Update on Gene Therapy and Genome-Editing for Rare Diseases

There’s some upbeat news in gene therapy and genome-editing treatments.
· 10 min read

On Friday, June 10, 2022 an FDA advisory panel gave a unanimous recommendation for approval to a gene therapy called beti-cel from Bluebird Bio, endorsing a one-time treatment for sickle cell or beta-thalassemia, a rare blood disorder that requires frequent blood transfusions.

The group of independent experts voted 13-0 that the benefits of the gene therapy outweigh its risks for patients with beta-thalassemia, a disease that leads to severe anemia and requires patients to undergo frequent blood transfusions. The FDA is not required to follow the recommendations of its advisers, though it typically does. The agency has promised to render a final decision on beti-cel, by August 19.

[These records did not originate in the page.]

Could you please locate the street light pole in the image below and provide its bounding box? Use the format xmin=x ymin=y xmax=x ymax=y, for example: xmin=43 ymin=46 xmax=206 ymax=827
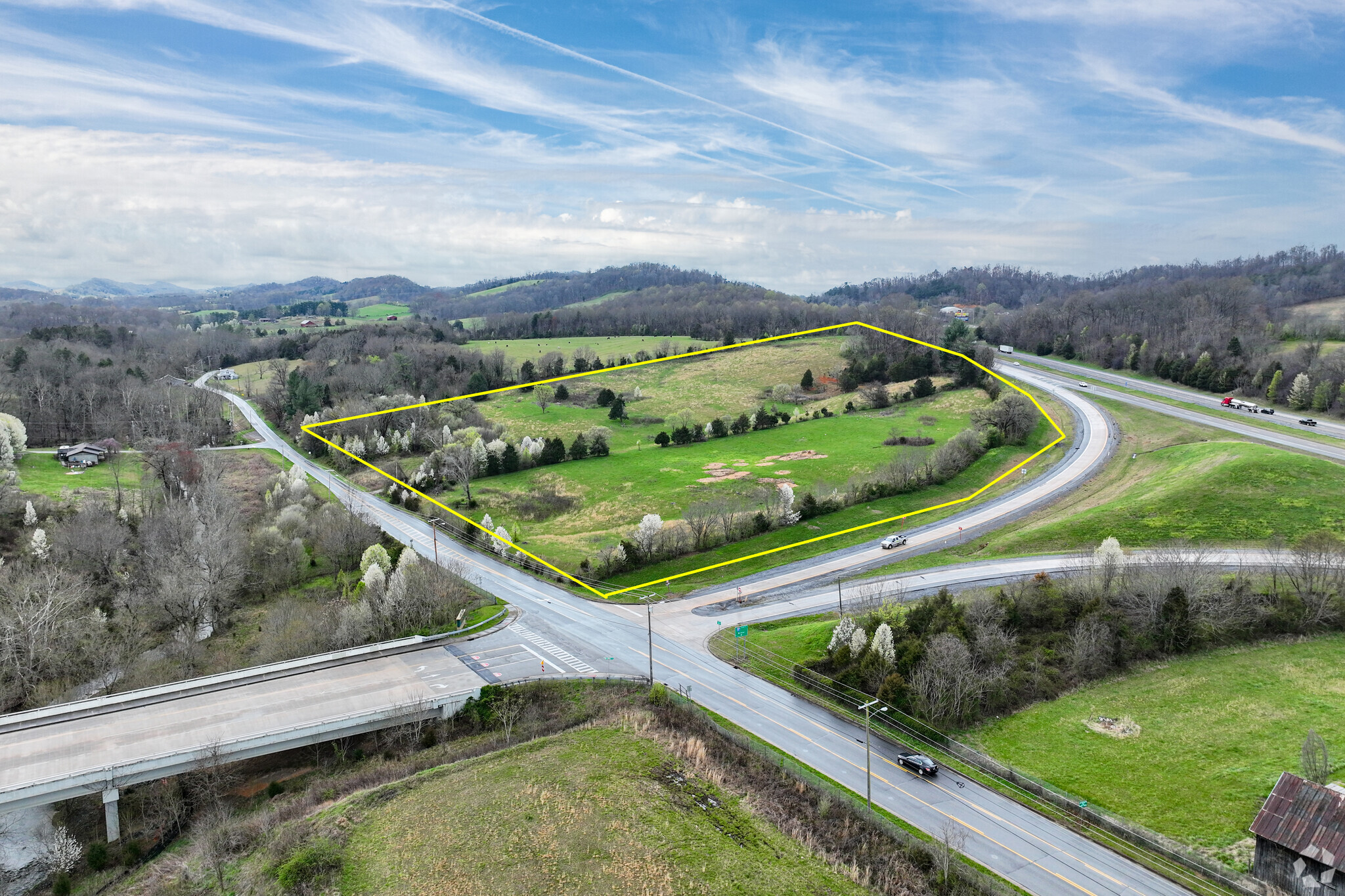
xmin=866 ymin=698 xmax=888 ymax=814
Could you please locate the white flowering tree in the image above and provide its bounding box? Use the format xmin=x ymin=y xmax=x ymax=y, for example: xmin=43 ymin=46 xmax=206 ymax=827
xmin=635 ymin=513 xmax=663 ymax=557
xmin=41 ymin=825 xmax=83 ymax=874
xmin=873 ymin=622 xmax=897 ymax=665
xmin=776 ymin=482 xmax=799 ymax=525
xmin=827 ymin=616 xmax=854 ymax=653
xmin=1093 ymin=536 xmax=1126 ymax=591
xmin=471 ymin=439 xmax=487 ymax=475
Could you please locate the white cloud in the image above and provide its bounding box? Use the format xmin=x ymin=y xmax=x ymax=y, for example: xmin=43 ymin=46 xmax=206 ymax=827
xmin=1083 ymin=56 xmax=1345 ymax=153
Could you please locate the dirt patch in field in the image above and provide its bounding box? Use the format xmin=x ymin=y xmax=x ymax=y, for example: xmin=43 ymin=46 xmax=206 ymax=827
xmin=1084 ymin=716 xmax=1139 ymax=739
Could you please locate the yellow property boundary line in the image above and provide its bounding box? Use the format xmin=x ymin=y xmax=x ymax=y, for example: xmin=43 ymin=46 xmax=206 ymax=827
xmin=300 ymin=321 xmax=1065 ymax=598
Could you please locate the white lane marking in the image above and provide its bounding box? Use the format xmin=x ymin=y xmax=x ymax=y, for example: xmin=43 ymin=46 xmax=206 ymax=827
xmin=508 ymin=622 xmax=597 ymax=674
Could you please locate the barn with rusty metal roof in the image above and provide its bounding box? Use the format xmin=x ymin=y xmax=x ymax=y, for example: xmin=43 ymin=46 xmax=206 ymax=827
xmin=1252 ymin=771 xmax=1345 ymax=896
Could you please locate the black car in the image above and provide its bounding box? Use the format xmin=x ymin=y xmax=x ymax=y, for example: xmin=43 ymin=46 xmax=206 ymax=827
xmin=897 ymin=752 xmax=939 ymax=775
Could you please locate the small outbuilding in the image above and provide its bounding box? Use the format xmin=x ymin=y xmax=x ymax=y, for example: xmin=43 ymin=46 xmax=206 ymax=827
xmin=1252 ymin=771 xmax=1345 ymax=896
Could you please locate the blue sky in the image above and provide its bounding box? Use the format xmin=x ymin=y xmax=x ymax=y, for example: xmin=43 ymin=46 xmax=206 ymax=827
xmin=0 ymin=0 xmax=1345 ymax=293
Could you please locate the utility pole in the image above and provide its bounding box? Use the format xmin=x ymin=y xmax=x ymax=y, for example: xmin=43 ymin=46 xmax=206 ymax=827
xmin=866 ymin=698 xmax=888 ymax=814
xmin=644 ymin=591 xmax=653 ymax=689
xmin=429 ymin=516 xmax=443 ymax=566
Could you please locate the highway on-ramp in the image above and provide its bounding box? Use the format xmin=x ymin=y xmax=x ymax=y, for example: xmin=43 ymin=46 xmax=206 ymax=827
xmin=0 ymin=375 xmax=1221 ymax=896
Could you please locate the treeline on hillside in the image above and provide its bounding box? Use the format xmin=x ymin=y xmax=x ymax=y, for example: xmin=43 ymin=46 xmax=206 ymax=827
xmin=0 ymin=443 xmax=477 ymax=712
xmin=413 ymin=262 xmax=725 ymax=320
xmin=814 ymin=246 xmax=1345 ymax=312
xmin=0 ymin=305 xmax=342 ymax=446
xmin=462 ymin=284 xmax=857 ymax=344
xmin=981 ymin=280 xmax=1345 ymax=411
xmin=793 ymin=530 xmax=1345 ymax=725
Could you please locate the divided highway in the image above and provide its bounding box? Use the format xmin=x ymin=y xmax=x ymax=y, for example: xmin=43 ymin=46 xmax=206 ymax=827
xmin=1017 ymin=357 xmax=1345 ymax=461
xmin=0 ymin=371 xmax=1237 ymax=896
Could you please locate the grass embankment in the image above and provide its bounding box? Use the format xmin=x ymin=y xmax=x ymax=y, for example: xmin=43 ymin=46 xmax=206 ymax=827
xmin=342 ymin=728 xmax=868 ymax=895
xmin=866 ymin=396 xmax=1345 ymax=575
xmin=1017 ymin=358 xmax=1340 ymax=450
xmin=974 ymin=635 xmax=1345 ymax=846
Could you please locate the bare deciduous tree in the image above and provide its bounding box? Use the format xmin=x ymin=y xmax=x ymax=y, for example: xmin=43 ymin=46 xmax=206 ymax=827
xmin=1299 ymin=728 xmax=1332 ymax=784
xmin=910 ymin=634 xmax=986 ymax=724
xmin=1282 ymin=530 xmax=1345 ymax=626
xmin=1069 ymin=612 xmax=1115 ymax=680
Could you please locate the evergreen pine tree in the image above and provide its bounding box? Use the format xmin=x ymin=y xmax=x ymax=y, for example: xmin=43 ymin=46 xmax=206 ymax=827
xmin=1266 ymin=371 xmax=1285 ymax=402
xmin=1277 ymin=373 xmax=1313 ymax=411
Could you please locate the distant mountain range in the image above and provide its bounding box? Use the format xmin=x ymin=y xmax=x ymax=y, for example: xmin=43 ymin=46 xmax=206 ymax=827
xmin=63 ymin=277 xmax=196 ymax=298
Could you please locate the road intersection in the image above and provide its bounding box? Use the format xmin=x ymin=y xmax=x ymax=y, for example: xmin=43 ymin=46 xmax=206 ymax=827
xmin=0 ymin=368 xmax=1296 ymax=896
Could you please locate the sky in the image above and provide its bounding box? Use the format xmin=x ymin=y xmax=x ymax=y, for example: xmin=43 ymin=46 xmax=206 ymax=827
xmin=0 ymin=0 xmax=1345 ymax=294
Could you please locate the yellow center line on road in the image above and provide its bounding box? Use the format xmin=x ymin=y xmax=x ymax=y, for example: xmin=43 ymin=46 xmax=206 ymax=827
xmin=629 ymin=647 xmax=1113 ymax=896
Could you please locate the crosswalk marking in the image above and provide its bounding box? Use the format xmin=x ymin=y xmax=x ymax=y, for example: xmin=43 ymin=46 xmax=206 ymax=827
xmin=508 ymin=622 xmax=597 ymax=674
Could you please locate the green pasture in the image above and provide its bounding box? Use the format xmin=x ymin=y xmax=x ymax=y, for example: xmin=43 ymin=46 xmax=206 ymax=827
xmin=468 ymin=336 xmax=856 ymax=435
xmin=351 ymin=302 xmax=412 ymax=320
xmin=467 ymin=336 xmax=715 ymax=365
xmin=340 ymin=727 xmax=870 ymax=896
xmin=474 ymin=391 xmax=995 ymax=566
xmin=15 ymin=452 xmax=140 ymax=497
xmin=974 ymin=634 xmax=1345 ymax=846
xmin=611 ymin=421 xmax=1060 ymax=592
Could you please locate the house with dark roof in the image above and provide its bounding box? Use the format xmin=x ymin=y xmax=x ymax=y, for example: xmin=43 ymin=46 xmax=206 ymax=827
xmin=1252 ymin=771 xmax=1345 ymax=896
xmin=56 ymin=442 xmax=108 ymax=467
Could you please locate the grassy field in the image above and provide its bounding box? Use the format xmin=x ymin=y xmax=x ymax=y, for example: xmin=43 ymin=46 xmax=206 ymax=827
xmin=351 ymin=302 xmax=412 ymax=320
xmin=15 ymin=452 xmax=140 ymax=497
xmin=975 ymin=635 xmax=1345 ymax=846
xmin=340 ymin=728 xmax=869 ymax=896
xmin=475 ymin=376 xmax=1022 ymax=572
xmin=466 ymin=336 xmax=720 ymax=365
xmin=866 ymin=396 xmax=1345 ymax=575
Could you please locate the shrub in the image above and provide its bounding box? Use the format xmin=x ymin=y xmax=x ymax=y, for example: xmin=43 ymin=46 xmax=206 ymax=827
xmin=276 ymin=838 xmax=342 ymax=889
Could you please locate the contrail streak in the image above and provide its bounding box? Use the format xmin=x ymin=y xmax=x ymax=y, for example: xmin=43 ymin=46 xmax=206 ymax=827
xmin=393 ymin=0 xmax=964 ymax=197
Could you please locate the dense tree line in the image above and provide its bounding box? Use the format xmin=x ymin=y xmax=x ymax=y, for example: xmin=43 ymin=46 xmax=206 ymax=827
xmin=795 ymin=532 xmax=1345 ymax=725
xmin=814 ymin=246 xmax=1345 ymax=312
xmin=0 ymin=443 xmax=479 ymax=712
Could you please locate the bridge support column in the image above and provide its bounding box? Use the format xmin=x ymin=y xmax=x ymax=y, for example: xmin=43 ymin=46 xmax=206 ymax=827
xmin=102 ymin=787 xmax=121 ymax=843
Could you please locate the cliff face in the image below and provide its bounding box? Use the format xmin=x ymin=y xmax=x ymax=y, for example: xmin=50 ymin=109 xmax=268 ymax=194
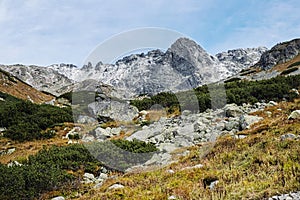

The therapy beta-thalassemia uses CRISPR technology to genetically fix diseased cells caused by mutations in the gene responsible for producing oxygen-carrying hemoglobin. The goal of the therapy is to increase production of fetal hemoglobin, which normally shuts down soon after birth.

CRISPR genome editing allows scientists to quickly create cell and animal models, which researchers can use to accelerate research into diseases such as cancer and mental illness. In addition, CRISPR is now being developed as a rapid diagnostic.

On Thursday, the same panel voted in favor of eli-cel, Bluebird’s one-time treatment for cerebral adrenoleukodystrophy, a rare neurological disorder. FDA scientists had been skeptical of eli-cel’s efficacy and alarmed by its cancer risk, but Nirali Shah, a pediatric oncologist at the National Cancer Institute, said, “I still think that the benefit to eli-cel is greater.”

Small Patient Populations

Neither drug is expected to become a top-seller, since the pool of patients who would be eligible for eli-cel is tiny -- about 10 per year. Estimates for beti-cel are larger, but still modest, numbering between 1,000 to 1,300 patients with severe beta thalassemia who could receive beti-cel.

If approved, eli-cel and beti-cel would become the third and fourth gene therapies cleared in the U.S. for inherited diseases, after Roche’s Luxturna and Novartis’ Zolgensma.